# Understanding the Carnot cycle

1. Jul 3, 2015

### Mr Davis 97

My textbook explains the Carnot cycle as follows:

1. Heat is added to the boiler, where the steam inside expands isothermally at high temperature (T(High))w(both valves closed).
2. The intake valve is opened (exhaust valve closed) and the steam expands adiabatically. The expanding steam does work by pushing the piston out.
3. As a result of the expansion, the gas cools to the lower temperature (T(Low)).
4. The exhaust valve opens (intake valve closed). The piston compresses the cool gas and pushes it out to the exhaust (isothermal compression). The condenser removes heat from the steam to the air outside, and steam condenses to lower-temperature liquid.
5. A pump moves water to the boiler (adiabatic compression).

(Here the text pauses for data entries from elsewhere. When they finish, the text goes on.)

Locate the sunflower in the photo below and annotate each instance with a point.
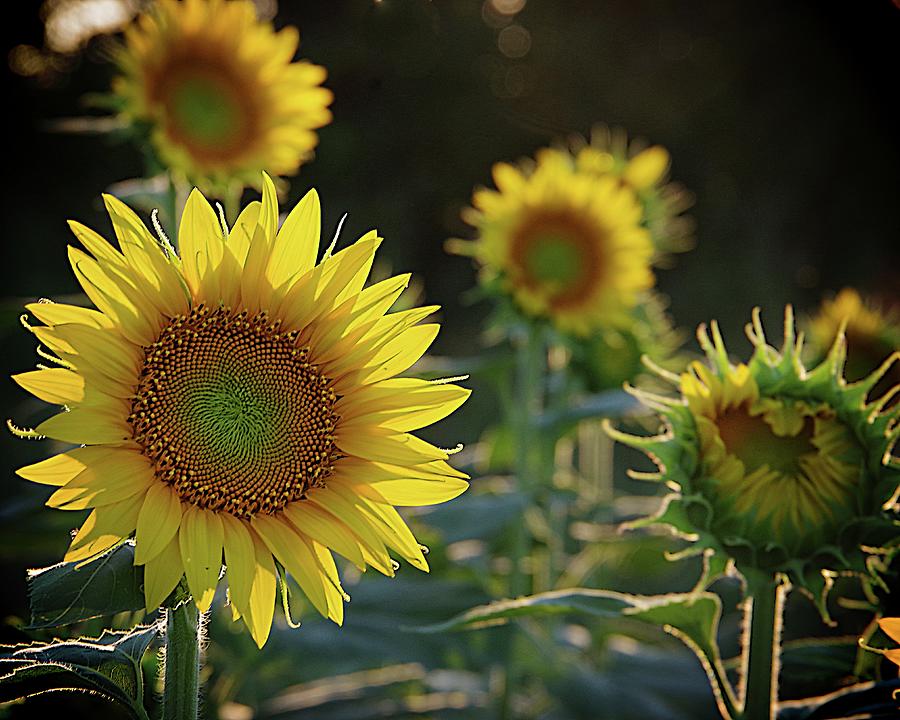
(777, 467)
(219, 91)
(891, 628)
(645, 169)
(241, 399)
(564, 245)
(872, 332)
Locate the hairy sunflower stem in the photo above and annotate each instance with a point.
(181, 691)
(529, 397)
(762, 650)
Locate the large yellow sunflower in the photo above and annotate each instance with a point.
(565, 245)
(220, 92)
(240, 398)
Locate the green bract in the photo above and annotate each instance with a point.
(778, 468)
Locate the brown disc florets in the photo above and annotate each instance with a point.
(232, 413)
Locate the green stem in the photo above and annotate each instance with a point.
(181, 691)
(527, 405)
(232, 202)
(763, 652)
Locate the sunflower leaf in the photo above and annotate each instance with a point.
(691, 617)
(109, 665)
(71, 592)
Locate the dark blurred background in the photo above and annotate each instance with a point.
(781, 117)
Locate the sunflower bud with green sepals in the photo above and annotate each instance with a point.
(872, 331)
(612, 356)
(778, 468)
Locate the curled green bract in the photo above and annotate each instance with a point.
(776, 467)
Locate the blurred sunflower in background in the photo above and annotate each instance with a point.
(239, 398)
(218, 94)
(645, 169)
(565, 246)
(779, 468)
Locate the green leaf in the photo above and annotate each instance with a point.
(691, 617)
(594, 602)
(72, 592)
(109, 665)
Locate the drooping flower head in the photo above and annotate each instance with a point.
(219, 91)
(566, 246)
(239, 398)
(780, 468)
(872, 332)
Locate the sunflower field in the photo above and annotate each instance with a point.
(476, 359)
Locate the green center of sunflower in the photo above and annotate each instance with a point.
(792, 485)
(753, 441)
(556, 253)
(232, 413)
(553, 258)
(205, 111)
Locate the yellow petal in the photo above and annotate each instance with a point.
(242, 232)
(96, 244)
(380, 444)
(109, 478)
(256, 291)
(341, 273)
(240, 561)
(86, 426)
(162, 574)
(101, 349)
(399, 355)
(158, 522)
(60, 469)
(389, 526)
(297, 242)
(138, 320)
(165, 285)
(259, 612)
(296, 556)
(401, 404)
(409, 492)
(336, 504)
(200, 242)
(53, 385)
(326, 529)
(103, 528)
(59, 314)
(647, 167)
(334, 593)
(200, 541)
(890, 627)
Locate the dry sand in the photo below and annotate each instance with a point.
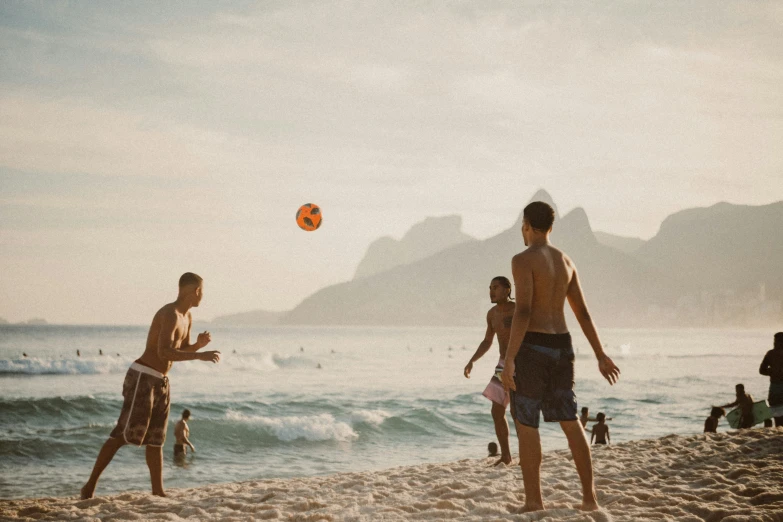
(729, 476)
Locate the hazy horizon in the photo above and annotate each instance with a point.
(141, 141)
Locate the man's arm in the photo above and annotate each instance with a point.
(576, 299)
(523, 293)
(483, 348)
(202, 340)
(167, 340)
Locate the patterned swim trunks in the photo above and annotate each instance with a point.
(145, 410)
(544, 379)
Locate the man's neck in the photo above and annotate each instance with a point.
(181, 306)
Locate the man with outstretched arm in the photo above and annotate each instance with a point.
(145, 410)
(539, 368)
(498, 323)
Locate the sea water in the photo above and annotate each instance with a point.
(302, 401)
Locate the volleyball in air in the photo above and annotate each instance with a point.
(308, 217)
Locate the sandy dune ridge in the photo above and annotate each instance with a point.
(731, 476)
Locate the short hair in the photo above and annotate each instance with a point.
(189, 278)
(503, 280)
(540, 215)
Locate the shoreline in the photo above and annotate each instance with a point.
(685, 478)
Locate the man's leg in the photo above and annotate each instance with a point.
(155, 463)
(530, 462)
(580, 450)
(501, 430)
(107, 452)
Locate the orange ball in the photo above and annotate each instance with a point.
(308, 217)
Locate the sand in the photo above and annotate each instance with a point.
(730, 476)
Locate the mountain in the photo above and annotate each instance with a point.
(450, 287)
(254, 318)
(422, 240)
(722, 248)
(629, 245)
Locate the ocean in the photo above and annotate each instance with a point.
(303, 401)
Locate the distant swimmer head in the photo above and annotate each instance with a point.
(538, 217)
(499, 289)
(493, 449)
(191, 288)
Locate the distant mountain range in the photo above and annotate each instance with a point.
(708, 266)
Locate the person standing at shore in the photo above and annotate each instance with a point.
(145, 410)
(181, 436)
(772, 366)
(498, 323)
(745, 403)
(541, 352)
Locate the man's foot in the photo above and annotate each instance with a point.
(589, 506)
(88, 491)
(503, 460)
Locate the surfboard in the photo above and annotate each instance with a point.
(760, 414)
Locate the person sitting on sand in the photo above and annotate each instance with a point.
(498, 323)
(145, 410)
(745, 403)
(493, 449)
(181, 434)
(711, 423)
(772, 366)
(600, 431)
(584, 418)
(539, 367)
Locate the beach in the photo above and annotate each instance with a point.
(729, 476)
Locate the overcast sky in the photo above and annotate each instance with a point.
(142, 140)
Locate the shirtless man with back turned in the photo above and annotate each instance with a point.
(145, 410)
(539, 368)
(498, 323)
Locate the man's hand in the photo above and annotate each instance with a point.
(608, 369)
(507, 376)
(203, 339)
(213, 356)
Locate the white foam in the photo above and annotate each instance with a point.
(311, 427)
(373, 417)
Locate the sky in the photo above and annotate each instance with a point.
(140, 140)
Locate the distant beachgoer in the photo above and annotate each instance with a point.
(600, 431)
(181, 435)
(498, 323)
(539, 366)
(145, 410)
(745, 403)
(711, 423)
(584, 418)
(492, 447)
(772, 366)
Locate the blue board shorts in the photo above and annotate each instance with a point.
(544, 379)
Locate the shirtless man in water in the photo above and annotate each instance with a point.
(145, 411)
(498, 323)
(539, 368)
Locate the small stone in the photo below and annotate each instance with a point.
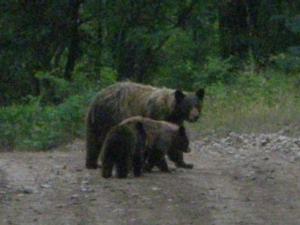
(45, 185)
(75, 196)
(27, 190)
(155, 188)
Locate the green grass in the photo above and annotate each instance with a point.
(36, 127)
(253, 104)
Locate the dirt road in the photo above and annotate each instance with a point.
(233, 182)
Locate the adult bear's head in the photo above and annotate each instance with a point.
(187, 106)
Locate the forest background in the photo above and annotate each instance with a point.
(55, 55)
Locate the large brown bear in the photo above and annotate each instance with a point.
(126, 99)
(138, 143)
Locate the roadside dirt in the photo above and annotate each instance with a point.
(236, 180)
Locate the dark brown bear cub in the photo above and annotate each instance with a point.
(126, 99)
(124, 148)
(139, 142)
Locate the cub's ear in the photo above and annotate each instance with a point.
(200, 94)
(179, 96)
(140, 127)
(181, 130)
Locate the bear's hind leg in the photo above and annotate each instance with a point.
(137, 165)
(122, 169)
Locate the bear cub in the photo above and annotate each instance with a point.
(140, 143)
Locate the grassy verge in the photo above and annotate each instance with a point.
(33, 127)
(253, 104)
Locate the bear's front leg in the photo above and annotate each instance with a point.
(163, 165)
(177, 158)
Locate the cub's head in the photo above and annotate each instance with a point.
(187, 106)
(180, 141)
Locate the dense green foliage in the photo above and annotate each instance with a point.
(55, 54)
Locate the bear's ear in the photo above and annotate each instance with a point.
(200, 94)
(179, 96)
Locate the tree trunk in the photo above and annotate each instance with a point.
(73, 53)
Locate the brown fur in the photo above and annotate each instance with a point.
(126, 99)
(140, 142)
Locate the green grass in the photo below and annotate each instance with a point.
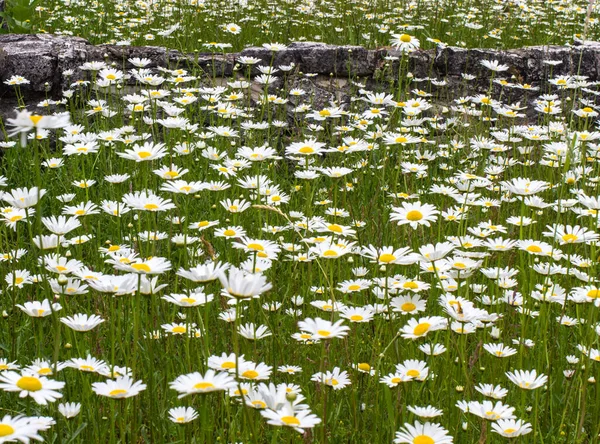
(473, 156)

I understand step 1, 2, and 3; however, step 4 and 5 I don't grasp. I know that The first steps entail expanding a gas while keeping it at the same temperature, opening the intake valve in order to use the expanding gas to move a piston and do work, and I understand that, according to the first law of thermodynamics, the internal energy of the gas decreases as a result of this work. However, what is the point of step 4 and 5? Why does the gas need to be compressed? Why can't it just go back to the boiler as is? In addition to answering, could someone, in plain language, explain what steps 4 and 5 are for? For example, I am confused about the point that step 4 says that the gas is already cool because it lost energy from doing work. If so, then why is there a lower-temperature reservoir at all. Also, what does "compress" mean in the contexts of step 4 and 5? What is the purpose of this "compression?"

2. Jul 3, 2015

### FactChecker

The cycle needs to end up where it started so that a second identical cycle can begin. Unless the process ends up where it started (completes the cycle), there is no way to know what the efficiency of a continuously running machine is.

3. Jul 3, 2015

### Mr Davis 97

Why does the temperature of the gas need to be lowered in order to restart the cycle?

4. Jul 3, 2015

### FactChecker

It is describing a typical steam piston machine and indicating how the phases of the Carnot cycle match up. The machine doesn't have to be designed this way, but this is one machine design. The matching parts of the Carnot cycle are not perfect or clear cut. Clearly, the piston must return to the top and push the gas out the exhaust. Because the volume is decreasing during this, and the gas is being pushed out, all at the lower temperature, this matches the isothermal compression stage of the Carnot cycle. The steam could just be exhausted to the atmosphere rather than being condensed and returned to the tank.